Prometheus Bound

Prometheus Bound Summary and Analysis of Lines 285-560


Oceanos, one of the marine gods, arrives. He is a good friend of Prometheus, and he pities the titan in his suffering. Oceanos also has criticism to offer: Prometheus is too proud, and stirs up trouble with his tongue. Even now, he is crying out against Zeus, who might hear him and make the punishment still harsher. Oceanos announces his intent to go speak to Zeus on Prometheus' behalf. Prometheus tells him not to go; he does not wish to involve others in his troubles. He thinks with pain about his divine brothers, who have also had to endure Zeus's wrath: Atlas stands at the western limit of the world, holding up the sky on his shoulders. Fire-breathing Typho was scorched by Zeus's lightning, and his poor, battered body is imprisoned under Mount Etna. Prometheus warns Oceanos that if he asks Zeus to show mercy on Prometheus, he will only succeed in bringing the god's anger down on him.

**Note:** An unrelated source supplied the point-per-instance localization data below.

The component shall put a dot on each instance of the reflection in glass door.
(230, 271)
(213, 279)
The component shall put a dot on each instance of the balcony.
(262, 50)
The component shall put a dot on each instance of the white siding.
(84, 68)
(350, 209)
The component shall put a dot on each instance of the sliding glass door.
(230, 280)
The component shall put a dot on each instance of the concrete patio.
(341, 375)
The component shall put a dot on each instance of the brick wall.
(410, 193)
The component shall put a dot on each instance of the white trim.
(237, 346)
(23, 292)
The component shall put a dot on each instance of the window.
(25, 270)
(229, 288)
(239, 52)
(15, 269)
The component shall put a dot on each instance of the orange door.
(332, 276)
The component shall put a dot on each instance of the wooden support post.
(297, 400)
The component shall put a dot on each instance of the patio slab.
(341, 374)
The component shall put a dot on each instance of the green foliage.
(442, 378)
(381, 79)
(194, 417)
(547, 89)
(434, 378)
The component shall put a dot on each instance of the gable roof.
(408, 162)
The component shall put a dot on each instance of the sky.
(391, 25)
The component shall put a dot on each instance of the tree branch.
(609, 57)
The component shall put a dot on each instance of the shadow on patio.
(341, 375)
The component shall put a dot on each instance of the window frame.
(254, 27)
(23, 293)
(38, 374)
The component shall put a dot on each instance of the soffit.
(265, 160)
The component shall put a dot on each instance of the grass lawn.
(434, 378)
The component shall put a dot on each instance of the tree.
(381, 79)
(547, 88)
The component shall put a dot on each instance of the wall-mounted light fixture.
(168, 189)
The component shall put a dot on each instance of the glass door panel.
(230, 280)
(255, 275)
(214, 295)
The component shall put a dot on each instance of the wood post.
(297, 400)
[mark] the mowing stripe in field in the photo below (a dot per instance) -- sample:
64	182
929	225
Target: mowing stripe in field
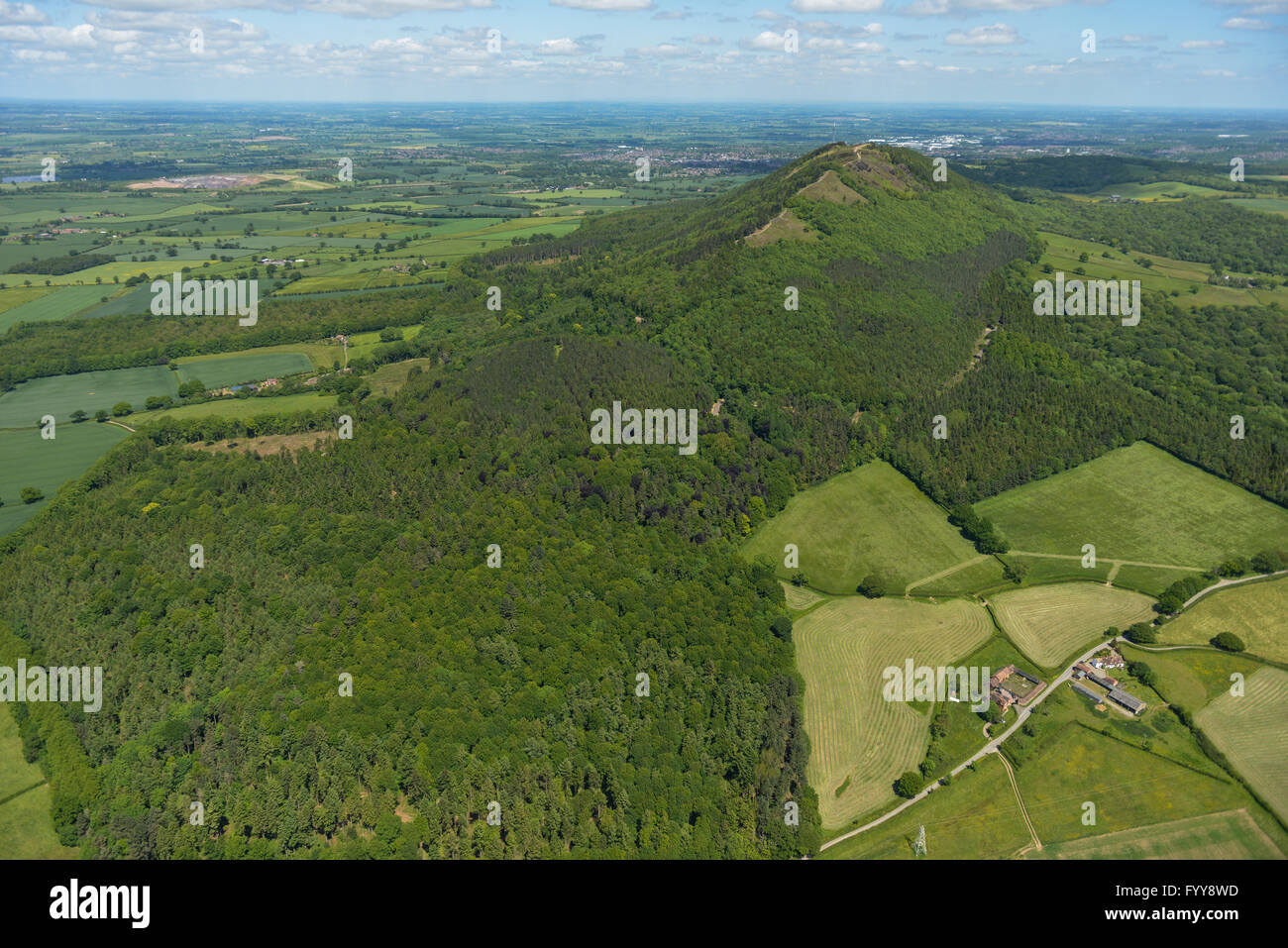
1249	730
841	649
1052	621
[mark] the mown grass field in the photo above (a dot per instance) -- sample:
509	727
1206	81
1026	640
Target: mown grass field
977	817
1163	274
1269	205
866	520
799	597
62	394
1249	730
1138	504
1229	835
243	368
1192	678
26	828
391	376
55	303
1257	612
1055	621
1155	191
31	462
858	740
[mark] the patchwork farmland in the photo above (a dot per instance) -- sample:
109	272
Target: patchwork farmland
1055	621
861	742
1257	612
1248	729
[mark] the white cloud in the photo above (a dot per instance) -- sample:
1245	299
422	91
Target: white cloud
561	47
995	35
836	5
938	8
1244	24
604	5
21	13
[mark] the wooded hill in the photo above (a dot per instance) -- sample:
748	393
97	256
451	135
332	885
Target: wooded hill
518	685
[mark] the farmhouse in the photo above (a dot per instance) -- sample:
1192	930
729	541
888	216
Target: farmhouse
1013	686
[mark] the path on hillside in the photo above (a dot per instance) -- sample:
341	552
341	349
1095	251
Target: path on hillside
1019	798
1223	583
1104	559
991	747
941	574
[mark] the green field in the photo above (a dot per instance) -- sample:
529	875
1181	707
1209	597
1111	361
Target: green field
1137	504
1055	621
859	741
1257	612
1129	788
26	828
1229	835
31	462
250	366
977	817
870	519
391	376
1163	274
62	394
1270	205
1192	678
58	303
1249	730
1155	191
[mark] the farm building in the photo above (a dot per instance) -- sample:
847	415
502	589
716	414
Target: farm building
1128	700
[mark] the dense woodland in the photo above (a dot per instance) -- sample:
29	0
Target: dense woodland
518	685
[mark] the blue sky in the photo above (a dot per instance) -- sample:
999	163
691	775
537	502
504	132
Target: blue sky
1147	53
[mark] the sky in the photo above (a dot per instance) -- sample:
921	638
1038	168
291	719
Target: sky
1137	53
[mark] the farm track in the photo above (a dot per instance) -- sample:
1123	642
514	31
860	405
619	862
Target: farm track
941	574
1024	811
991	747
1106	559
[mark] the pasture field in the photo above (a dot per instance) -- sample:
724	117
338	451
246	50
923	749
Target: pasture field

The Chorus sings with pity for Prometheus' suffering. They sing of all the beings of the old order, mourning for him. They sing of the wondrous peoples of far away lands, to which Prometheus has been exiled. They sing of Atlas, once unconquerable, now stooped beneath the weight of the heavens.

He speaks of how he helped the new gods to reach the full completion of their powers. He speaks also of man, his beloved protégés, whom he has helped so much. At first, their eyes and ears could not see or hear. They perceived their world as shapes in a dream. They did not know the skills of building or agriculture. He taught man astronomy, to know the seasons, and animal domestication, so that man would not have to do his own work. He gave them language. He also taught them how to build carriages and ships. He taught them the power of medicines, soothsaying, and extracting metals from the earth.

He then admits that none of these skills can help him escape, for "Craft is far weaker than necessity" (l. 514). The Fates are the most powerful deities of all, and even Zeus cannot defy them. The Chorus, intrigued, asks what Zeus's destiny will be. Prometheus refuses to answer, for this knowledge provides the key to his being set free. The Chorus sings, praying that Zeus's anger never be against them. They tell Prometheus that he loved man too much; after all, man can do nothing to help him. They nostalgically remember a time when they sang a happier song for him, during his wedding to the titaness Hesione.


Prometheus as the great sufferer is an important theme of the play. In a way, the titan prefigures Christ: he is a divine being who suffers horrible tortures for the sake of mankind. The other gods seem a bit mystified by his willingness to suffer for man; after all, humans can do nothing for him, and they are inferior beings. Prometheus the artist, Prometheus the visionary; his willing sacrifice is the ultimate gesture he can make for mankind, as well as an example for mankind to follow. Symbolically, he is every great man whose greatness made him into a target.

We have more development on the theme of fate. We learn that even Zeus is subject to the power of the Three Fates; this knowledge is no surprise for the audience, nor is this vision unique to Aeschylus. In Greek myth and literature, the gods too were subject to destiny. Even Zeus cannot change certain things. Prometheus looks into the future and knows that eventually he will be vindicated, but in a way that makes his current sufferings all the more senseless.

His speech on the skills he has given to man is striking. In all of the Greek tragedies that have survived (a very small relative number, it must be remembered) Aeschylus seems to have the most compelling vision of the start of civilization. Both The Oresteia and Prometheus Bound evoke primal beginnings with great power. One of the themes of the play is Prometheus as great creator. Prometheus is describing man's transformation from a senseless animal to a creature capable of manipulating its environment. Both Prometheus and fire are symbols of the creative and ingenious spark in man: "In one short sentence understand it all: / every art of mankind comes from Prometheus" (ll. 506-7). The dawn of civilization is beautifully evoked, as man's creator teaches him the skills he will need to survive.

But Prometheus qualifies the power of his gifts. He has many skills, stemming from his ingenuity and from his gift of foresight. And he must concede that craft is weaker than necessity. Put in another way: mankind, for all of his genius, is still subject to fate. Put in yet another way: a brilliant individual, no matter how gifted or good, is still subject to fate, can still be made to suffer.